Hereby the Journal of Mathematics and Computer Science declares,

Declaration of Authorship

The main belief for justification of the Journal of Mathematics and Computer Science is the following criteria should be fulfilled by all the authors:

  1. Contribution to the conception, proof, analysis, and/or interpretation of the submission.
  2. Participation in drafting the article and revising it critically for the important intellectual period.
  3. Approving the final version of the manuscript that is going to be published.
  4. Taking public responsibility for the work.
  5. Ensuring that they respond to any questions regarding the accuracy and integrity of the work.
  6. Should ensure that all authors provide retractions or corrections of mistakes.
  7. Should ensure that every manuscript submitted to the journal has been read and corrected for clarity, grammar and spelling by an English native speaker; this applies particularly to Author(s) whose first language is not English.

Conflicts of Interest

All authors, editors, members, and reviewers of the journal must disclose any conflicts of interest that may exist in their submissions.

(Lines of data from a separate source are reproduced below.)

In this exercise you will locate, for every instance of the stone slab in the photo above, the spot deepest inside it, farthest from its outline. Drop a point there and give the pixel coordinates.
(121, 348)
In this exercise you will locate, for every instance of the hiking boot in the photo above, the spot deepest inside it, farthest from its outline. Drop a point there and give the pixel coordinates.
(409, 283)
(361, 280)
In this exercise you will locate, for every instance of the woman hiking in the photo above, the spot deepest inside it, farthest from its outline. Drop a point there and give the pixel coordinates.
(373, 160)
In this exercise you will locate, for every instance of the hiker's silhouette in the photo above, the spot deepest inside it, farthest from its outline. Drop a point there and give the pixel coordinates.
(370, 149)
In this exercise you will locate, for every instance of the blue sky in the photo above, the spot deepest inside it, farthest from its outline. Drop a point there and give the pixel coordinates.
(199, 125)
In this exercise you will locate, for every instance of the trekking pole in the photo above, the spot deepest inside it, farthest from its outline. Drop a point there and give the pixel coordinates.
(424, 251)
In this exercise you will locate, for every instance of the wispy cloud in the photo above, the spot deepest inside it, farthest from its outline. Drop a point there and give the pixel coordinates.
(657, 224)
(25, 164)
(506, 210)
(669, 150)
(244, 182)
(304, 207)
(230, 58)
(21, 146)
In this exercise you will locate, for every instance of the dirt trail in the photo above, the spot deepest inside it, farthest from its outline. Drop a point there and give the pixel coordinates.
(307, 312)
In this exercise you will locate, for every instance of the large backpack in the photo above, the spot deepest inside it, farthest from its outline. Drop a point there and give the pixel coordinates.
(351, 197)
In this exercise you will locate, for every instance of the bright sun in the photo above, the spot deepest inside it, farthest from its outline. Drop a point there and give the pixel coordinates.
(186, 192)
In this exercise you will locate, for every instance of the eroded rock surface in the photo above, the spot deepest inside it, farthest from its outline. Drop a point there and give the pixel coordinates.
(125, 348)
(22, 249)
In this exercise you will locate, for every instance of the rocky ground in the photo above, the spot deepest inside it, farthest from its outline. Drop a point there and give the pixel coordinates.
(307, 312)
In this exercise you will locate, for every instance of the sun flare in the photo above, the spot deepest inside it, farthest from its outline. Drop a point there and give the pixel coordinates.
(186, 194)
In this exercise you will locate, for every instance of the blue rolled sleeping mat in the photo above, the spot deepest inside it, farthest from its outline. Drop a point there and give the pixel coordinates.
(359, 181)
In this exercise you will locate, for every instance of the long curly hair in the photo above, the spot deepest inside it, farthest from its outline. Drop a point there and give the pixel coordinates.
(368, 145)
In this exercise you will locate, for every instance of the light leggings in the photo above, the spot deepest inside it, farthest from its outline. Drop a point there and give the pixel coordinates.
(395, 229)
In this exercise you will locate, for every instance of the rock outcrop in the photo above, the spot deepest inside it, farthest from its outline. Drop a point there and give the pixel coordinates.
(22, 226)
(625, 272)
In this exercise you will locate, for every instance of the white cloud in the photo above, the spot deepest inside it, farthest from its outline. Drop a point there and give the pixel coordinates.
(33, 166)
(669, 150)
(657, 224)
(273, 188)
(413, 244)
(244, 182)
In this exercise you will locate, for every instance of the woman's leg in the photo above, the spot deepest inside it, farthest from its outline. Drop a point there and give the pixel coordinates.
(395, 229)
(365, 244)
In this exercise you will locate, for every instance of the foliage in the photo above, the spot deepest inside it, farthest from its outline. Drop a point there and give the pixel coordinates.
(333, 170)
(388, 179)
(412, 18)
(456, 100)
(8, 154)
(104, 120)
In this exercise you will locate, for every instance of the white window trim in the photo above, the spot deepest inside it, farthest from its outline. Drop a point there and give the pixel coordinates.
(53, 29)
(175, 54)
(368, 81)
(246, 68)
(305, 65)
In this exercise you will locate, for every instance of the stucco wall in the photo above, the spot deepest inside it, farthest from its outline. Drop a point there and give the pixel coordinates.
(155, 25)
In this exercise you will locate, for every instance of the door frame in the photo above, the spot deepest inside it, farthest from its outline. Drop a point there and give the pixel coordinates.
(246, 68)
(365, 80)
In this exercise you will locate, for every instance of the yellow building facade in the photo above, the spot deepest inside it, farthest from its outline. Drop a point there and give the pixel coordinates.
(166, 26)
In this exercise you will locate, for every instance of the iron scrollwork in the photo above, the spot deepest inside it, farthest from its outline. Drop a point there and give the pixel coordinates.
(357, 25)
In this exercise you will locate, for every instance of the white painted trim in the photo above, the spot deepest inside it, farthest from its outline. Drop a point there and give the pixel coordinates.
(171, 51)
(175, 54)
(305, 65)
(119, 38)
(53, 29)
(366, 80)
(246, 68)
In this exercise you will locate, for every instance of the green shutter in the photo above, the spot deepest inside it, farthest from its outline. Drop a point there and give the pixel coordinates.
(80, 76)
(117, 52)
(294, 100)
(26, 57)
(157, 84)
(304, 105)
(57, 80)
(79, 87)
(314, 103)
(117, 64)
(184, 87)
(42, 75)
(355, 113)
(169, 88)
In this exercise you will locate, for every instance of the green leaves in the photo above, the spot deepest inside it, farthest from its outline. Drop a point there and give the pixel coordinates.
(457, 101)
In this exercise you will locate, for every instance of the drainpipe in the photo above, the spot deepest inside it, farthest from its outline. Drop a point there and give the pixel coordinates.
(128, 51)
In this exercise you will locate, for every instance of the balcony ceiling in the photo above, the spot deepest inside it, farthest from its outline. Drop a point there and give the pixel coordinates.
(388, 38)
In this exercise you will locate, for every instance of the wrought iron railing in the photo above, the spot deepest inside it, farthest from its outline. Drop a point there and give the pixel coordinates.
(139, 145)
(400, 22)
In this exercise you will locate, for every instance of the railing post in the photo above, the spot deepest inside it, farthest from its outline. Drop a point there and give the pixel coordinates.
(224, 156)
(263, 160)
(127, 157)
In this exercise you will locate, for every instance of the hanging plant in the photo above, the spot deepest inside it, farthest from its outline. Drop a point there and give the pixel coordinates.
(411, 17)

Duplicate publication is the publication of nearly identical intellectual material or article in more than one journal without citing the source and without obtaining permission from the original copyright holder.

Any submission in this journal:

  1. Must be original and must not be co-published;
  2. Must not be under review by any other journal.

Note: The journal will not accept any paper that has additional differences such as:

 

  1. A new title or revised abstract;
  2. The same data set and results between the original and the second article.

Publishing ethics issues

Editor-in-Chief ensure the monitoring and safeguarding of the publishing ethics. Editor-in-Chief the strict policy on plagiarism and fraudulent data, the strong commitment to publish corrections, clarifications, retractions and apologies when needed, and the strict preclusion of business needs from compromising intellectual and ethical standards.

Whenever it is recognized that a published paper contains a significant inaccuracy, misleading statement or distorted report, it will be corrected promptly. If, after an appropriate investigation, an item proves to be fraudulent, it will be retracted. The retraction will be clearly identifiable to readers and indexing systems.